Against the best of the best, Devon Allen continued to shine. Allen kept up his torrid pace by making it to the finals earlier in the day. His semifinal round was simply a tune-up, running 13.40 to win his heat and take the second-fastest semifinal time into the finals. Then when it mattered most, the speedster turned up the heat clocking a blazing 13.03 in the process. Allen not only secured a bid to Rio, but also won the U.S. title among top competition.

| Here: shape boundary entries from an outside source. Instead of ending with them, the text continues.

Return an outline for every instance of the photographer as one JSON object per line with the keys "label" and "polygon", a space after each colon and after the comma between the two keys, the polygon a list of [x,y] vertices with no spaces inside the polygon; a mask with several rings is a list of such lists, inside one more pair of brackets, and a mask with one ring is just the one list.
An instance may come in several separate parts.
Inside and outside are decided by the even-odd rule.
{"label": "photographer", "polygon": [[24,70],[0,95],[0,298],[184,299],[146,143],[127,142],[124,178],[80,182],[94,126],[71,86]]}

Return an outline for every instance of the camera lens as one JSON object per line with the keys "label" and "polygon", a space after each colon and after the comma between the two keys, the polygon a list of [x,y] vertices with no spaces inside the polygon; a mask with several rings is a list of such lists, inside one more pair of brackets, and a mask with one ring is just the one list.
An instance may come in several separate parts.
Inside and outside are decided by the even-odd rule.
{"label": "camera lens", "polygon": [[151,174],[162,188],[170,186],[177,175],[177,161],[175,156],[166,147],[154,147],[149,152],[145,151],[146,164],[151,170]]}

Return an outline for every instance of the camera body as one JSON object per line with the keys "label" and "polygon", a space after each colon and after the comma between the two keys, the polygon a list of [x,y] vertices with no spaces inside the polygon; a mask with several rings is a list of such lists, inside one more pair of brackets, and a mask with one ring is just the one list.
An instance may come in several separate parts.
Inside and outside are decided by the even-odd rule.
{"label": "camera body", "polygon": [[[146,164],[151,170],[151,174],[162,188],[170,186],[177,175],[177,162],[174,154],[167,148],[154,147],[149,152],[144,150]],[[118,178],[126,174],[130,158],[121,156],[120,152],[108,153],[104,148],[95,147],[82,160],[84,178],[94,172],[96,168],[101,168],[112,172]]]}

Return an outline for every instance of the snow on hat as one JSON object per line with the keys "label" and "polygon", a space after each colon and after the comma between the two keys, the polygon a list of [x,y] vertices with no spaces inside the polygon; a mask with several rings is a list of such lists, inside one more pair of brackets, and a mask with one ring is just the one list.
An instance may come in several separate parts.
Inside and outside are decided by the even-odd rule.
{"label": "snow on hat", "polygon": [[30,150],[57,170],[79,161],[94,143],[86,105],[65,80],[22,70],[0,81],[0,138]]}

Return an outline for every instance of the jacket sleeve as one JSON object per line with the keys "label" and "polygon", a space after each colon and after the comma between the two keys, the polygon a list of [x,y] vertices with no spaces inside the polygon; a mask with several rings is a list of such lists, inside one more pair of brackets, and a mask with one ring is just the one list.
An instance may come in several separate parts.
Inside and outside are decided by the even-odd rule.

Allen's time marked a personal best and the third-fastest time in the world this year. The win was no small feat, as Allen had to beat out two former Olympic gold medalists (Jason Richardson, Aries Merritt), neither of which will be going to Rio. Allen is now the first athlete since 1956 to win the event at both the Olympic Trials and NCAA championships in the same year. The redshirt sophomore was animated after the race, leaping into the crowd to celebrate with family.
DEVON ALLEN— NBC Olympics (@NBCOlympics) July 10, 2016
He wins the men's 110m hurdles with a blazing 13.03! More highlights: https://t.co/s8sasnBSYw https://t.co/LuPeshQnvV
Despite having six entrants in the men's 5,000 final, no Ducks will be going to Rio. Galen Rupp was looking to punch a ticket in his third event but ran out of gas in the final lap. Rupp led with 300 meters to go before ultimately taking ninth. The closest Duck was alum Eric Jenkins, who missed a spot by only six-hundredths of a second. Jenkins ran 13:35.98 to finish in fourth place.
The women sprinters gave Oregon fans something else to look forward to with their semifinal performances. Jenna Prandini and Ariana Washington went 1-2 in their heat, while Deajah Stevens won her heat in 22.45. Prandini (22.68) and Washington (22.72) were only separated by four hundredths, giving the Ducks three of the top six times as all three advanced to tomorrow's finals.
Oregon can already claim seven Olympians with one day of action left. The men's high jump still looms, as does the women's 200 finals.